Changes in the words we use and the ways we communicate may make it even trickier to ferret out financial malfeasance.
Near the end of a client engagement, Sally, the auditor, realizes she needs clarifying information about certain customer sales made on contract. She emails the client’s CFO, James, for additional details about the contract terms and underlying transactions. After two days, James has not responded, so Sally follows up with another email asking for the information. Shortly after, she receives a vague response laden with lots of doublespeak and technical jargon with which Sally is not familiar.
What Sally doesn’t realize is that James spent hours drafting and redrafting the reply to carefully word his response to answer enough of Sally’s questions while also not arousing her suspicions. In reality, the company had made verbal side agreements with the customer to modify the contractual terms, and the transactions were recognized prematurely on the books. However, in his response, James was able to obscure this fact and still provide enough information to appease Sally. By taking his time to reply, he also left Sally with less time to consider additional follow-up questions. James’s ploy worked; Sally documented James’s email response as a sufficient explanation and concluded the engagement with an unqualified opinion.
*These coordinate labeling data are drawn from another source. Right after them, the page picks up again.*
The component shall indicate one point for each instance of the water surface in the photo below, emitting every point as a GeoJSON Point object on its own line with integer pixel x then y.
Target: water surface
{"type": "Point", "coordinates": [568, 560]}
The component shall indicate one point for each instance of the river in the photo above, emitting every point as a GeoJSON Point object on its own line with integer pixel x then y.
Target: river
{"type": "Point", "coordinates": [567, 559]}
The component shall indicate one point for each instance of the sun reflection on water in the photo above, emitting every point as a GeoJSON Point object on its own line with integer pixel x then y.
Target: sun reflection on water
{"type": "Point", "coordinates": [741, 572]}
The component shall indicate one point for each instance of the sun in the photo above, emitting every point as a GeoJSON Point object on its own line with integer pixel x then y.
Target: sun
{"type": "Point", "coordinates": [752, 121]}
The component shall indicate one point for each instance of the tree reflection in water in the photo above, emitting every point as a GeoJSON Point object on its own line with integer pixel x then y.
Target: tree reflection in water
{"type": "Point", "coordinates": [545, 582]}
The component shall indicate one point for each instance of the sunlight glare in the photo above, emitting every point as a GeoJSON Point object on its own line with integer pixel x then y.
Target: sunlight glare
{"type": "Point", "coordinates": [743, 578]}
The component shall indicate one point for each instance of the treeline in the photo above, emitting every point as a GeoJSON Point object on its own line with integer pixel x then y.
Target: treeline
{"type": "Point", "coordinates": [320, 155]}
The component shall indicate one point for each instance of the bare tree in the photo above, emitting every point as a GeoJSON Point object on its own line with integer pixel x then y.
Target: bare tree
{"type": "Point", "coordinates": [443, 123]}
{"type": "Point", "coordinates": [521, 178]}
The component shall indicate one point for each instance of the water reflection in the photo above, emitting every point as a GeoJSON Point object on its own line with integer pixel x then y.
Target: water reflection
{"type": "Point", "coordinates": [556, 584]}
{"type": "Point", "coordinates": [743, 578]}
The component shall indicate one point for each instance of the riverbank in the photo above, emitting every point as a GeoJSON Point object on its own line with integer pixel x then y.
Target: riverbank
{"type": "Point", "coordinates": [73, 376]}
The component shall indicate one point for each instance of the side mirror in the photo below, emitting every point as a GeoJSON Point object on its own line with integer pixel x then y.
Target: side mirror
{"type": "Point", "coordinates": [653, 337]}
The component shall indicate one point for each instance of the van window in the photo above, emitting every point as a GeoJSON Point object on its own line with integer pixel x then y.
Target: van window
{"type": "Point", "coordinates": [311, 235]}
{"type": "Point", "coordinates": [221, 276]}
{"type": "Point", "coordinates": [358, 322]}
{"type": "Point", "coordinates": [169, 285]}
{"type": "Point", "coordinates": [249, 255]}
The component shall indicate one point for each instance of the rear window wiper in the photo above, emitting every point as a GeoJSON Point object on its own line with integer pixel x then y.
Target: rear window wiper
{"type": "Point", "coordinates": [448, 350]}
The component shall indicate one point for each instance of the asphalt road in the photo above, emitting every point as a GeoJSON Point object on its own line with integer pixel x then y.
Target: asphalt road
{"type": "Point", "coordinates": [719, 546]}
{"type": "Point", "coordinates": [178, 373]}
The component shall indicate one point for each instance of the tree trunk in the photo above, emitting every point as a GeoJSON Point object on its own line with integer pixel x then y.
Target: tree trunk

TECHNOLOGY’S EFFECT ON THE PACE OF CHANGE
Modern languages continually evolve. Some evolution comes from necessity. For example, we create words to describe new technology, such as texting or Wi-Fi. Other changes reflect evolving social or cultural norms. New generations devise new slang, and old phrasing fades away. Over time, these types of changes percolate into business communications. In many ways, the rise of technology has hastened this linguistic evolution, particularly in the business environment.
Evolutions in language and communication have several ramifications that affect the way auditors should approach their engagements and their consideration of fraud risk. While some research on related topics has been performed by academic scholars, much of how this evolution will affect fraud is still being examined. This article is informed by academic research conducted through the Institute for Fraud Prevention (jointly founded by the Association of Certified Fraud Examiners and the AICPA) and other organizations. Research insights from these and future studies can help inform the business community’s and auditing profession’s responses to change.